Jess talks to her parents less often now, after that conversation so many months ago when this thing between her and Jess was new and fragile. It felt like a stone then, weighing down Jules, because she knows she can’t tell her mum. (She doesn’t know if she even accepts it herself.)
Jules calls her parents every other week, talks about the football team with her dad, the travelling schedule. Her mum always asks after Jess and the latest fashions; sometimes she asks about boys and Jules turns to her standard answer of there’s a boy in class I might fancy, always when Jess is out of the room or in the shower.
It feels a bit wrong, hiding this part of herself. Jules thinks that maybe her mum would be accepting. She knows that Jess is probably right, her mum wouldn’t get on a plane at the news - it might not even be news - but Jules doesn’t want to have the conversation over the phone.
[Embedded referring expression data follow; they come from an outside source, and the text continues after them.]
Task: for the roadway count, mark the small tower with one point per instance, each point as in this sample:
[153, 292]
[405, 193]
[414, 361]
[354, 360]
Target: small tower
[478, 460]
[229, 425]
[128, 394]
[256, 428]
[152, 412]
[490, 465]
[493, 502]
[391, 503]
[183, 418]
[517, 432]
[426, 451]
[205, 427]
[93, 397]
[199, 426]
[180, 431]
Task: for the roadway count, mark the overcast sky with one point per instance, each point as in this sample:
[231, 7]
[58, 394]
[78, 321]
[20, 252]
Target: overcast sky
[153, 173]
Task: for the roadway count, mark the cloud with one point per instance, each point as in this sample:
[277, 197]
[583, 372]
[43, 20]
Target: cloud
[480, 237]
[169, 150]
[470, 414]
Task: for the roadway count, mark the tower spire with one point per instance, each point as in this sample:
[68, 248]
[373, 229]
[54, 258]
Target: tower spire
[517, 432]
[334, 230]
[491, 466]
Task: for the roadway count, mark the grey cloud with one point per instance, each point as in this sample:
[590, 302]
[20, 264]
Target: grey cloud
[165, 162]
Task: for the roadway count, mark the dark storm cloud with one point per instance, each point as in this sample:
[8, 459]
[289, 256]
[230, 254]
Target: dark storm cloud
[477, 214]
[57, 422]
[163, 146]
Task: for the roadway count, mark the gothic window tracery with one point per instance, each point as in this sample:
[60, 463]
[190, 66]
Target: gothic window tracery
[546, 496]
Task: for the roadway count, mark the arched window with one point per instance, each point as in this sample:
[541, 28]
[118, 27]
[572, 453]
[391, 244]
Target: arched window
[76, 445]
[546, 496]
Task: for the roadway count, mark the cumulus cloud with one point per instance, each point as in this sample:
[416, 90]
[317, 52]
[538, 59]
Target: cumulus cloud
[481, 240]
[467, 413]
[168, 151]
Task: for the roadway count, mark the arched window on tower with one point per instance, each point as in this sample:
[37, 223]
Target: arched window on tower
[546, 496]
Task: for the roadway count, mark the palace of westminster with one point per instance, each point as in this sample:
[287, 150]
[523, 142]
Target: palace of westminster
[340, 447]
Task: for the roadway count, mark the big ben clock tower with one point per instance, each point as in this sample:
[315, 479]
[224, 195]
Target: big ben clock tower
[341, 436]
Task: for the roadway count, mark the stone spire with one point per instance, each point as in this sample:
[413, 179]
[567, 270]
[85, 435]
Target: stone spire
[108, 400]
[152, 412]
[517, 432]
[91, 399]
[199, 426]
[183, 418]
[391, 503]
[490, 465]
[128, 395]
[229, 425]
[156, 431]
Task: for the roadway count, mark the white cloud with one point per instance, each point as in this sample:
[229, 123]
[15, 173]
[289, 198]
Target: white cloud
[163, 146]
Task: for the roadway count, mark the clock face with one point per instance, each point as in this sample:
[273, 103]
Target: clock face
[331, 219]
How do you explain that you fancy both? Jules had a crush on Joe back when she was younger, she doesn’t bother denying it. He was pretty fit and talented on the pitch, why shouldn’t she have been attracted? Joe humored her and flirted back, but he also listened to her, got the Harriers started and gave them all a shot. Then Jess had come along and everything had turned on its head. Jules had spent the summer equally overwhelmed with thoughts of America, her long-held dream becoming a reality and at the sight of the shorter girl, often right next to her and running around the pitch with the ball at her feet.
She’d flown to America with Jess at her side, knowing that the Indian girl was wrapped up in thoughts of their coach and tried to bury her feelings in the excitement of Santa Clara. It had mostly worked, up until the point that Joe had said it wasn’t going to work and Jules had kissed Jess three weeks later. She’d been surprised when Jess had kissed her back.
- -Jess returns as Jules is brushing her teeth.
“I don’t mean to pressure you,” she begins and Jules spits into the sink. “I know you’re flying back for the holidays,” and Jules cuts her off, heading into the bedroom.
“You aren’t pressuring me, Jess. Well, I mean you are,” she watches Jess’s face crumple before she pulls on her sleepshirt. Jules draws her longtime friend to sit next to her on the bed. “But it’s nothing that hasn’t been going around in my head before. Honestly, it’s driving me a bit mad, all this wondering about my parents and what to say and how to say it and I’m not like you, Jess!”
Jess takes a moment to respond. “I’m not asking you to be,” Jules crosses her arms over her chest and Jess pulls her into a one-way hug. “I just want you to be happy,” the other girl whispers.
“I’m happy now,” Jules says quietly, into the room that’s just the two of them wrapped in each other.
“Are you?” and Jules doesn’t answer, she just turns out the light. She can think about it on the plane ride back home. She might even have an answer when it lands at Heathrow.